Blockbusters

film 7 of 8

Super 8

Film Review by Dean Duncan Feb 4, 2015

It’s part of the film’s promotional campaign, but everyone involved also seem to be taking it seriously. Enough with the torch passing stuff! Spielberg and Abrams are not Moses and Joshua, after all. In fact, beyond that obnoxiously, doubly self-serving auto-myth about Spielberg’s teenage movie being preserved by the teenaged JJ, I don’t see much more than a very general, even generic resemblance. They both make noisy, obvious movies that pander a lot in order to make buckets of money.

Okay, this is also pretty fun. The opening shot very efficiently, very effectively establishes the whole plot, not to mention the whole setting. The after funeral dinner very efficiently establishes characters and relationships, prefiguring story without giving too much away. Also, with regard to our protagonist, the scene’s able blocking gives an excellent sense of how even nice and orderly young people are a kind of permanent outsider.

Okay, I guess both these guys are pretty effective filmmakers.

On the other hand. There’s a big sub-plot here about kids making movies. It has a self-referential, self-celebrating tinge to it. Is someone being a bit too pleased with himself here? On the other other hand, this filmmaking subplot does provide a good, modern, actual way for these kids to find and express themselves, to work things out in terms of who they are and what place they might have in the big world.

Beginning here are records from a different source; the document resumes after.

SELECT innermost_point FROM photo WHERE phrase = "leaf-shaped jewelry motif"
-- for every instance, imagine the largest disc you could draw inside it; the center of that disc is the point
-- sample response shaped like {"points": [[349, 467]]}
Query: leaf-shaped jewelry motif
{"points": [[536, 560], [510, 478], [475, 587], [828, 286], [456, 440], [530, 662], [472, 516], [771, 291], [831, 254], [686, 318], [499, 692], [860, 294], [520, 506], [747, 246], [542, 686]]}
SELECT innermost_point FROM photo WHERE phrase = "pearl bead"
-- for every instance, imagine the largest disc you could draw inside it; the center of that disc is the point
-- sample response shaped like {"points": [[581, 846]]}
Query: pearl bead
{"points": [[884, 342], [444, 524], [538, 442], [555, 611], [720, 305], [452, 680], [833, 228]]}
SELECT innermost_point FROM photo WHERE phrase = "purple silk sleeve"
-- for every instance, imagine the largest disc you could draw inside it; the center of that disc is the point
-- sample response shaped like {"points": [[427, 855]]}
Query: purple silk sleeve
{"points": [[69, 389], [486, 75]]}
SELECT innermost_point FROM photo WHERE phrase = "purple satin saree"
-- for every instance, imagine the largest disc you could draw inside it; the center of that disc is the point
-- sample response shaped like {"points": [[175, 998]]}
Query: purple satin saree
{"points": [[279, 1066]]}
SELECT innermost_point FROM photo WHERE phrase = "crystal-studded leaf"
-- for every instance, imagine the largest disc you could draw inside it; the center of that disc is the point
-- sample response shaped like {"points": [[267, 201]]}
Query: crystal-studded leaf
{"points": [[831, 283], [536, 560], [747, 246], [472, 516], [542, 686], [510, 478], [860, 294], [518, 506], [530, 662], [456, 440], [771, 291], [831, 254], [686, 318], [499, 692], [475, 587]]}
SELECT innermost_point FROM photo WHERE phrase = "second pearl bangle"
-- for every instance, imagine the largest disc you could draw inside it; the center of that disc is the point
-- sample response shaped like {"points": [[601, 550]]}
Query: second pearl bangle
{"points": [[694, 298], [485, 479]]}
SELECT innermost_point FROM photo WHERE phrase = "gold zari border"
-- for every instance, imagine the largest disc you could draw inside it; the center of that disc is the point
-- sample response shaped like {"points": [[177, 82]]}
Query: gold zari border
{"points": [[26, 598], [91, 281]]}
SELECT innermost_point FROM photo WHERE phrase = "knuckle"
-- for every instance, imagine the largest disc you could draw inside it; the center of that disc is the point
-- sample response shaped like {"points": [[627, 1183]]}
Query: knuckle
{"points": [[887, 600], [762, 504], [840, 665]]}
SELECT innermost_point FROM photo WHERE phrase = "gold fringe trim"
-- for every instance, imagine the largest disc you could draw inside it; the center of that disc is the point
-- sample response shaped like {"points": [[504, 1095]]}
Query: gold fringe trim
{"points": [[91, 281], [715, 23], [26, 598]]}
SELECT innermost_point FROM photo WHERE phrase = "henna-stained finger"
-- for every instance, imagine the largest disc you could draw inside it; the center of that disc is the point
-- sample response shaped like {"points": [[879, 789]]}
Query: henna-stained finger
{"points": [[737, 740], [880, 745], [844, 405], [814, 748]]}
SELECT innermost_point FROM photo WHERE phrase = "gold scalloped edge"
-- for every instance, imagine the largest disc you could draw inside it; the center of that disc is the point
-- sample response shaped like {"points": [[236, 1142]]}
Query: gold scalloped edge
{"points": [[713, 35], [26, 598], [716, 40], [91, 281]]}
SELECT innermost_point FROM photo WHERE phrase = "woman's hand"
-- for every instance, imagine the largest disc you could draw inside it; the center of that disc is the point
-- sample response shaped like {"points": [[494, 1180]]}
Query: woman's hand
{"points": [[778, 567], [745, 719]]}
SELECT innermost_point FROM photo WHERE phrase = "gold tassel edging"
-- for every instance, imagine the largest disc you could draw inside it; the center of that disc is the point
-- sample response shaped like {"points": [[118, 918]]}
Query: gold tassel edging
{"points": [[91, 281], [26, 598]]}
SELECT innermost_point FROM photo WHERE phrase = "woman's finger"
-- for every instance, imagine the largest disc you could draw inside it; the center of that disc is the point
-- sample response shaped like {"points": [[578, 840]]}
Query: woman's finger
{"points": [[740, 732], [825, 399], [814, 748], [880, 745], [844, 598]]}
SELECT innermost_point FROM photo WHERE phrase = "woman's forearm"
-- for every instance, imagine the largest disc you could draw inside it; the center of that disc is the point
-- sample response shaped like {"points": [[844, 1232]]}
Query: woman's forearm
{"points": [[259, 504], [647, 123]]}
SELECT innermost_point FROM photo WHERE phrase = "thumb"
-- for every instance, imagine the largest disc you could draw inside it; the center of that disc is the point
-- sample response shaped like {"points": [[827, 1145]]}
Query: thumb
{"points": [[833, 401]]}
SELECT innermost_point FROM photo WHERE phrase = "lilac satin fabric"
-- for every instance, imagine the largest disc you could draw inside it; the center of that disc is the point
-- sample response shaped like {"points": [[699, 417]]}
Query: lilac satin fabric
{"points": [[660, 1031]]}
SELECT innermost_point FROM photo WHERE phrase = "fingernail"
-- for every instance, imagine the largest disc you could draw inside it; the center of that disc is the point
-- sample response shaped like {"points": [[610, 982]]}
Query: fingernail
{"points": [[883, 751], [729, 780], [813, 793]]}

It’s also the site of a lot of happy comic and social invention and elaboration. I love that the movie detective is so reliably and admirably dumb. And that he barfs. And gets a compound fracture of the leg. The actual film within the film is pretty cool, all the way through, partly because it’s not symbolic, or a reflection of any bigger thing. It’s just dumb, resourceful, gleeful, energetic. Children don’t always have be symbolic, or idealized. And often, when they’re not, they end up being powerful symbols anyway, and even sweeter than the ideal.

This big/little dynamic gets multiplied in the town/army material. (It’s ET all over again, at least so far as the facile anti-establishment sentiments go.) To be fair, this could also be a simple genre convention, or requirement. And wait—adults not listening to kids is the great theme of children’s realism, so maybe Abrams & Co. are within their rights after all.

Super 8‘s nice little romance exactly counters and balances its cool monster sub-plot. It’s not merely romance though. This is male centrifugality, exhilarating, unsettling, dangerous, reeled back and redeemed by the centripetal, salvific female. This is so from the boy’s perspective! No harm is meant or done, and it’s probably flattering for women, for woman to be such an object of constant devotion. But girls need more than or different from this, don’t they? Intervening in the boys’ lives like some kind of estrogenus ex machina, offering such support for so little discernable reason. Then, with tender and appreciative condescension, getting whisked off and saved at the end.

Very interesting—Super 8′s creature is ET and the Thing from Another World, all at the same time. That’s actually kind of complicated, and kind of compelling.